Jonathan Lin, Raphael Rousseau-Rizzi, Chia-Ying Lee, Adam Sobel
An open-source, physics-based tropical cyclone downscaling model is developed, in order to generate a large climatology of tropical cyclones. The model is composed of three primary components: (1) a random seeding process that determines genesis, (2) an intensity-dependent beta-advection model that determines the track, and (3) a non-linear differential equation set that determines the intensification rate. The model is entirely forced by the large-scale environment. Downscaling ERA5 reanalysis data shows that the model is generally able to reproduce observed tropical cyclone climatology, such as the global seasonal cycle, genesis locations, track density, and lifetime maximum intensity distributions.

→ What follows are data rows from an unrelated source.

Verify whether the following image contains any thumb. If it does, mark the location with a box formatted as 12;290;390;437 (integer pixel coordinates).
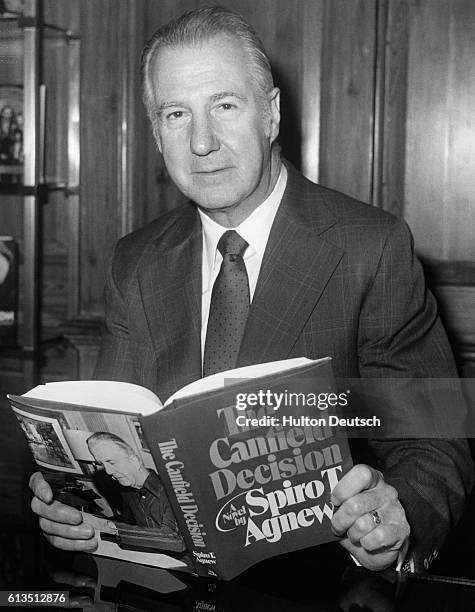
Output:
30;472;53;504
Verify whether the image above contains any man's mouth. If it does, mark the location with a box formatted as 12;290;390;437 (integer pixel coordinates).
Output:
193;166;230;175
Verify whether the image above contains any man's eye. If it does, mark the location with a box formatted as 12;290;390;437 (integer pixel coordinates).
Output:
167;111;184;121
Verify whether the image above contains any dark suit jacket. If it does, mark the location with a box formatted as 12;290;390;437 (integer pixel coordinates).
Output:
96;165;472;565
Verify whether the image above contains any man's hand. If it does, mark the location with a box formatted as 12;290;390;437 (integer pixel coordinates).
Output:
332;464;410;571
30;472;97;552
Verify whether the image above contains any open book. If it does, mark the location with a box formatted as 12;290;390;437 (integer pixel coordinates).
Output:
9;358;351;580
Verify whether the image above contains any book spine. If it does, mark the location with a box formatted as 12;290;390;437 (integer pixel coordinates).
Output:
142;410;223;578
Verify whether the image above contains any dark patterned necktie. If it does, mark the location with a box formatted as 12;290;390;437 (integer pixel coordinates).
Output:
203;230;249;376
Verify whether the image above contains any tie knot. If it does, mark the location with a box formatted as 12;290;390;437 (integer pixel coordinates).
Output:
218;230;249;257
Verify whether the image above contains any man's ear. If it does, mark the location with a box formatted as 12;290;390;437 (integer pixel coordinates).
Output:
268;87;280;143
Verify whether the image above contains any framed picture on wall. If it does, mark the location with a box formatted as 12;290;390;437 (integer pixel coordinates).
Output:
0;84;23;183
0;0;27;17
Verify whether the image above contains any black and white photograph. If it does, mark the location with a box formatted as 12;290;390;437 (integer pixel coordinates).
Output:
0;0;475;612
14;408;82;474
0;83;24;184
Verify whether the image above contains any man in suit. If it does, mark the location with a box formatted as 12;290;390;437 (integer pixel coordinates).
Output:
31;8;471;570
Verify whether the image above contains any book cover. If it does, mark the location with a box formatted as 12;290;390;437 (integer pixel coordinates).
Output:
9;359;351;580
148;359;352;580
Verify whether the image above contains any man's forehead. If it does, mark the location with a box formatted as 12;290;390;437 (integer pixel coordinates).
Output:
92;440;127;455
150;34;253;87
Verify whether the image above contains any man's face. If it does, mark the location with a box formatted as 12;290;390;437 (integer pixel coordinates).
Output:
91;440;141;487
150;36;280;224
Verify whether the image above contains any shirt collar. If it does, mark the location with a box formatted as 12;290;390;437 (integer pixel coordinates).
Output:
198;164;287;269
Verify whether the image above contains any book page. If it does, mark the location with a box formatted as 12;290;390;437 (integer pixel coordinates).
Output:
164;357;330;406
24;380;162;415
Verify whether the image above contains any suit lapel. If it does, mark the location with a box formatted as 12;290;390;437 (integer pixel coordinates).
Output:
238;167;343;366
138;206;202;399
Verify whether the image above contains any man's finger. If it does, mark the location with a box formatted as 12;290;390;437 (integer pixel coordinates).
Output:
347;514;376;544
31;497;82;525
360;525;409;552
331;463;383;506
30;472;53;504
45;534;97;552
332;487;386;535
39;518;94;540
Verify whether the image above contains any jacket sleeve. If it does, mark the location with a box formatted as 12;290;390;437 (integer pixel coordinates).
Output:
358;222;473;570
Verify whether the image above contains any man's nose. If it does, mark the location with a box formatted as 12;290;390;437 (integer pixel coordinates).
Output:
190;115;219;155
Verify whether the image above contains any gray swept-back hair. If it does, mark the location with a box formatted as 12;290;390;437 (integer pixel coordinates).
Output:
141;6;274;132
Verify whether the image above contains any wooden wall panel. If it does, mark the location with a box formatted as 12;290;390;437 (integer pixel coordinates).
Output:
375;0;409;216
404;0;475;260
80;0;144;316
320;0;376;202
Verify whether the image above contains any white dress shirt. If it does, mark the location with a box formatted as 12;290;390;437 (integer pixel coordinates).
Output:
198;164;287;360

Inter-annual variability in tropical cyclone count and power-dissipation is also well captured, on both basin-wide and global scales. Regional tropical cyclone hazard estimated by this model is also analyzed using return period maps and curves. In particular, the model is able to reasonably capture the observed return period curves of landfall intensity in various sub-basins around the globe. The incorporation of an intensity-dependent steering flow is shown to lead to regionally dependent changes in power dissipation and return periods. Advantages and disadvantages of this model, compared to other downscaling models, are also discussed.